The Achilles Heel For This Red Sox Offense Continues To Be Left-Handed Pitching

The Red Sox opened their three-game series against the American League’s winningest team on Tuesday night, and there’s really no spin to put on this one. Just about what you’d expect to happen is what happened.

Boston came into the series opener as the team with the worst batting average in the American League, and the second worst in all of baseball, against left-handed pitching, hitting .204 with a .605 OPS collectively. You run into a guy like Jose Quintana, a left-hander who had the longest active scoreless streak going at 16 innings, and you can’t really sit there after this loss and wonder what went wrong. It’s pretty obvious. They just can’t hit lefties, and Quintana is one of the best lefties in the game these days.

And if you go down the lineup, you’d be surprised to see that the two regulars who have had the most success against left-handed pitching for the Red Sox this year are both left-handed batters in Jackie Bradley Jr. and David Ortiz, both hitting .267 coming into the game on Tuesday. It’s a small sample size, of course, but it’s been a struggle across the board so far against lefties.

I’m not yet at that point where I’m wondering why Chris Young is even on this team. I know some of you are, but in his defense, that’s because John Farrell, for some idiotic reason, has given him 17 plate appearances against right-handed pitching, and he can’t hit right-handed pitching, so he’s looked worse than he probably should. He’s on this team to hit left-handed pitching. I am, however, wondering when the fuck he’s going to start to hit left-handed pitching, because he’s 1-for-8 when he’s gotten a start against a left-handed pitcher. If we have to suffer through his at-bats against righties, then he’d better start hitting the shit out of the ball when he gets his chances against lefties; that’s all I’m saying.
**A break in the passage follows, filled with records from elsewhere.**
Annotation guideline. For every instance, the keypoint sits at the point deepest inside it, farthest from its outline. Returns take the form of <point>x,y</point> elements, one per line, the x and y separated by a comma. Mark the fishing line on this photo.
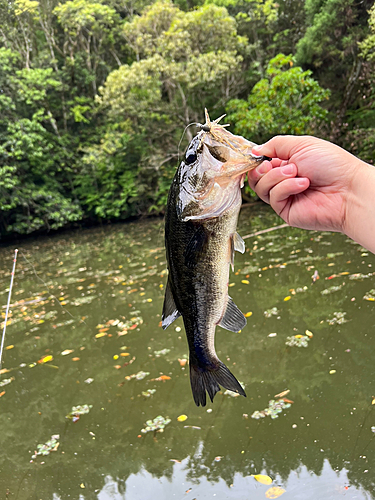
<point>8,304</point>
<point>51,295</point>
<point>183,133</point>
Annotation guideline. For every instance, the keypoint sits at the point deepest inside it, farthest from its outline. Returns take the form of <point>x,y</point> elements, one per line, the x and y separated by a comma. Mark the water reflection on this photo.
<point>92,301</point>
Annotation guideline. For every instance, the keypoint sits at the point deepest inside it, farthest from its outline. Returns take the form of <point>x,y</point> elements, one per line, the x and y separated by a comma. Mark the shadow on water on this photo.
<point>78,336</point>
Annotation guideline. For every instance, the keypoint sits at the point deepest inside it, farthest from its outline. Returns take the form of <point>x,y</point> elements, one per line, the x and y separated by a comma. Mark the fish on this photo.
<point>200,238</point>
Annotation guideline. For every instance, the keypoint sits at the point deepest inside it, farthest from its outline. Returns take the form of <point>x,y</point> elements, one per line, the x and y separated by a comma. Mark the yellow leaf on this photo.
<point>282,394</point>
<point>45,359</point>
<point>274,492</point>
<point>67,351</point>
<point>261,478</point>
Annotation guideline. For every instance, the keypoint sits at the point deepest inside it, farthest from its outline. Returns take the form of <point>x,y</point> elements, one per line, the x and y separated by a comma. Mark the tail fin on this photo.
<point>208,379</point>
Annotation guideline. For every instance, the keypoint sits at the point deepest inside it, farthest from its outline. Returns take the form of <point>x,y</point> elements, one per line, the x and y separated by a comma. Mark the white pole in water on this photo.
<point>7,309</point>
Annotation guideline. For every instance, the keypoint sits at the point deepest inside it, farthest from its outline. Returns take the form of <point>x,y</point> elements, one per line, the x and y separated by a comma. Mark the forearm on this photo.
<point>359,221</point>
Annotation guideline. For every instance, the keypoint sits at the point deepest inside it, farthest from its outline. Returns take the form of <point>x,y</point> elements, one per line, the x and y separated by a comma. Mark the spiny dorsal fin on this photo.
<point>233,319</point>
<point>170,311</point>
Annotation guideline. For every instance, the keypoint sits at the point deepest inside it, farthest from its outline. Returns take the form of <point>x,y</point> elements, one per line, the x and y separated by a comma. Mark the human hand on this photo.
<point>308,182</point>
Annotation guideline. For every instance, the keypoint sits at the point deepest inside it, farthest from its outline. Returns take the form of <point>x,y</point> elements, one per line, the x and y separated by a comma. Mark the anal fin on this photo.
<point>233,319</point>
<point>170,311</point>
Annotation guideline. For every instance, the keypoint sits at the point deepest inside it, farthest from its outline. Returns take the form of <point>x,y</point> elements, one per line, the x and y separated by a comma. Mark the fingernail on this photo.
<point>256,149</point>
<point>262,169</point>
<point>287,169</point>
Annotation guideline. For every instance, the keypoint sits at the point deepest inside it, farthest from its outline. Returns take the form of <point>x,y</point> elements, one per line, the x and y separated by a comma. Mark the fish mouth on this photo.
<point>261,158</point>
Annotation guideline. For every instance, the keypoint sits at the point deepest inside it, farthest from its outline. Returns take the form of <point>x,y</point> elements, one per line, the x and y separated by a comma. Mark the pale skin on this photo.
<point>314,184</point>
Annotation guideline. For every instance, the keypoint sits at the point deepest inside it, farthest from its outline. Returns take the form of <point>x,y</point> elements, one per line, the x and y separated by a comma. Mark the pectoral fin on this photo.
<point>195,247</point>
<point>233,319</point>
<point>236,244</point>
<point>170,311</point>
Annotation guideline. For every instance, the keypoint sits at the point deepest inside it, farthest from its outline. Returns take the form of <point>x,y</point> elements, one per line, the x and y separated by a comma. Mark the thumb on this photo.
<point>280,146</point>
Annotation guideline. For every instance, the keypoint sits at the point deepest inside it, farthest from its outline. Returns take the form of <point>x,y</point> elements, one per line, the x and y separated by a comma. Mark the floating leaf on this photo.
<point>45,359</point>
<point>161,353</point>
<point>297,341</point>
<point>275,407</point>
<point>274,492</point>
<point>77,411</point>
<point>282,394</point>
<point>148,393</point>
<point>156,425</point>
<point>46,448</point>
<point>66,352</point>
<point>271,312</point>
<point>162,378</point>
<point>138,376</point>
<point>261,478</point>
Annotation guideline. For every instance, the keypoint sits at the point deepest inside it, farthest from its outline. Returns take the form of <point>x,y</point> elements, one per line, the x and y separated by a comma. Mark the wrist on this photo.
<point>359,221</point>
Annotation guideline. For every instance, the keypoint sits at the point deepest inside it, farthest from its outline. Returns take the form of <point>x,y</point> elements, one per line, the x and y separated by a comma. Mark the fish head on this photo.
<point>212,173</point>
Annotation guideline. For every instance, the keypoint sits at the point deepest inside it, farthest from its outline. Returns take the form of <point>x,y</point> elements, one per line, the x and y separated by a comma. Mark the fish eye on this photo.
<point>190,158</point>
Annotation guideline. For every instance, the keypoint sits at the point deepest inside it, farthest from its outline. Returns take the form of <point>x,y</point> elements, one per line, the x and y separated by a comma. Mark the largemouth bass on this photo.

One of the topics that came up on the most recent episode of the Section 10 Podcast was whether or not we were worried about the lack of power that Hanley Ramirez has shown so far. I said no. He’s still hitting a ton of balls hard; they’ve just all been right at people, for the most part. He’s hit for a pretty decent average (.284), but everybody’s waiting for that slugging percentage to bump up. The power will come, and I’m glad that he’s not trying to pull everything like he was last year. It seemed like he was trying to put every pitch he saw onto the Mass Pike. But this year, he’s going the other way a lot, especially with pitches on the outside part of the plate, instead of trying to pull the ball, and that’s what you saw on Tuesday night when he took Quintana deep to the opposite field.

We also saw the highly-anticipated debut of Carson Smith in a Red Sox uniform. Smith was placed on the disabled list just before the season started with a strained flexor muscle in his right elbow, and was activated before Tuesday night’s game. The right-hander pitched a clean inning in the bottom of the seventh, which was capped off by a four-pitch strikeout to get Austin Jackson looking.

There had been some conspiracy theorists who wondered why the Mariners would trade such an effective reliever away at such a young age, citing that his velocity dipped toward the end of the 2015 season as reason to be skeptical, and that perhaps Seattle was aware of some elbow issues that the Red Sox were not. In the first week of August, Smith was averaging 95 MPH with his sinker, and by the last game of the season, he was at 91 MPH with that pitch. Well, conspiracy theorists be damned, because Smith’s sinker regularly clocked in at 94 MPH in his first appearance of the 2016 season last night.